In this notebook the fish classification is done. We are going to classify in four classes: Tuna fish (TUNA), LAG, DOL and SHARK. The detector will save the cropped image of a fish. Here we will take this image and we will use a CNN to classify it.
In the original Kaggle competition there are six classes of fish: ALB, BET, YFT, DOL, LAG and SHARK. We started trying to classify them all, but three of them are vey similar: ALB, BET and YFT. In fact, they are all different tuna species, while the other fishes come from different families. Therefore, the classification of those species was difficult and the results were not too good.

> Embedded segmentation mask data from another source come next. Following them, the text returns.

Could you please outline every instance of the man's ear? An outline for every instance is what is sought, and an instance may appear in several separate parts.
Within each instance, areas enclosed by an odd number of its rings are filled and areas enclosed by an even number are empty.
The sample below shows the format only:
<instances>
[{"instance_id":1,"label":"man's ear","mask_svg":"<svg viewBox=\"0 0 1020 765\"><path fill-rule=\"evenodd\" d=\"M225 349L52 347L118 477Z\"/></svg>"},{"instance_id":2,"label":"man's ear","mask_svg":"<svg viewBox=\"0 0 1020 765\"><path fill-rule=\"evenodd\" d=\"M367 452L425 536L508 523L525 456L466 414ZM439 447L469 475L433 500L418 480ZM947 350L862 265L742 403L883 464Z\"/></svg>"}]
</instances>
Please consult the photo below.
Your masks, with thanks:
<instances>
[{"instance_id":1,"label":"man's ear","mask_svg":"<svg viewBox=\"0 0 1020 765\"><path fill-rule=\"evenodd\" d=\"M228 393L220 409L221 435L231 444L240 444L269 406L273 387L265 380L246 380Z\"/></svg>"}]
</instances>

We will make a small comparison of both on the presentation, but here we will only upload the clsifier with four classes.
In [1]:
from PIL import Image
import tensorflow as tf
import numpy as np
import scipy
import os
import cv2
from sklearn.preprocessing import LabelEncoder
from sklearn.metrics import log_loss
from keras.utils import np_utils
from keras.models import Sequential
from keras.layers.convolutional import Convolution2D
from keras.layers.convolutional import MaxPooling2D
from keras.layers.core import Activation
from keras.layers.core import Flatten
from keras.layers.core import Dense
from keras.layers.core import Dropout
from keras import backend as K
import matplotlib.pyplot as plt
In [2]:
#Define some values and constants
fish_classes = ['TUNA','DOL','SHARK','LAG']
fish_classes_test = fish_classes
number_classes = len(fish_classes)
main_path_train = '../train_cut_oversample'
main_path_test = '../test'
channels = 3
ROWS_RESIZE = 100
COLS_RESIZE = 100
Now we read the data from the file where the fish detection part has stored the images.

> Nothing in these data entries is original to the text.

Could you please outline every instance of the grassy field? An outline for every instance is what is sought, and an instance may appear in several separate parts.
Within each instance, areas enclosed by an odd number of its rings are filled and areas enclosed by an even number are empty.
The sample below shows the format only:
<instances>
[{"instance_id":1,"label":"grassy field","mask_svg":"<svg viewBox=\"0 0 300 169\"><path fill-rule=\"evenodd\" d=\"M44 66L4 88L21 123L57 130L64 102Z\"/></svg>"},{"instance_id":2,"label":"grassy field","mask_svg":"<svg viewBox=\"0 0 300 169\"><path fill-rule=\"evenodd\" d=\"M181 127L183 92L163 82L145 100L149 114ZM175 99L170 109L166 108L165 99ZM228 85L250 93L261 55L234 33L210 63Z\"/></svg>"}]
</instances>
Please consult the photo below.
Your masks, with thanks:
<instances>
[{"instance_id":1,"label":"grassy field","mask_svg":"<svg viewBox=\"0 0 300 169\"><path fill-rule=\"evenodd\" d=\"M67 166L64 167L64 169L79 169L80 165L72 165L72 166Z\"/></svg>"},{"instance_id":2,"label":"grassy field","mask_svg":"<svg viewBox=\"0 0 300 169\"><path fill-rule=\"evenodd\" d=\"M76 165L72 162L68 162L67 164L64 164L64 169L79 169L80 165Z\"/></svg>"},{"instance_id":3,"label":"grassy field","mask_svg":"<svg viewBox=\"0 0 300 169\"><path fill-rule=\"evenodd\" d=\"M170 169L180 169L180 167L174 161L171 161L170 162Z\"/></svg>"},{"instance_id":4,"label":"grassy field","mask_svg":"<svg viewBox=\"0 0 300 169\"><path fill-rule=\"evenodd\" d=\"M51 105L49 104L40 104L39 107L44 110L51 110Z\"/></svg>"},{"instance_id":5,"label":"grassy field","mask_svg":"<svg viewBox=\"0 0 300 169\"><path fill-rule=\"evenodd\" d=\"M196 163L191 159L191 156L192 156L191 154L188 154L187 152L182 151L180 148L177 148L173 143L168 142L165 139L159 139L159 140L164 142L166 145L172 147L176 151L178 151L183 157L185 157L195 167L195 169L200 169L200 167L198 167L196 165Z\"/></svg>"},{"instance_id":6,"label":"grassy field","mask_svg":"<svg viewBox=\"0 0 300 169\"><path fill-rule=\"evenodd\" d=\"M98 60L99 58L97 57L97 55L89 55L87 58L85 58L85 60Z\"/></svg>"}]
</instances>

We also preprocess slightly the images to convert them to the same size (100x100). The aspect ratio of the images is important, so instead of just resizing the image, we have created the function resize(im). This function takes an image and resizes its longest side to 100, keeping the aspect ratio. In other words, the short side of the image will be smaller than 100 poixels. This image is pasted onto the middle of a white layer that is 100x100. So, our image will have white pixels on two of its sides. This is not optimum, but it is still better than changing the aspect ratio. We have also tried with other colors, but the best results were achieved with white.
In [13]:
# Get data and preproccess it
def resize(image):
rows = image.shape[0]
cols = image.shape[1]
dominant = max(rows,cols)
ratio = ROWS_RESIZE/float(dominant)
im_res = scipy.misc.imresize(image,ratio)
rows = im_res.shape[0]
cols = im_res.shape[1]
im_res = Image.fromarray(im_res)
layer = Image.new('RGB',[ROWS_RESIZE,COLS_RESIZE],(255,255,255))
if rows > cols:
layer.paste(im_res,(COLS_RESIZE/2-cols/2,0))
if cols > rows:
layer.paste(im_res,(0,ROWS_RESIZE/2-rows/2))
if rows == cols:
layer.paste(im_res,(0,0))
return np.array(layer)
X_train = []
y_labels = []
for classes in fish_classes:
path_class = os.path.join(main_path_train,classes)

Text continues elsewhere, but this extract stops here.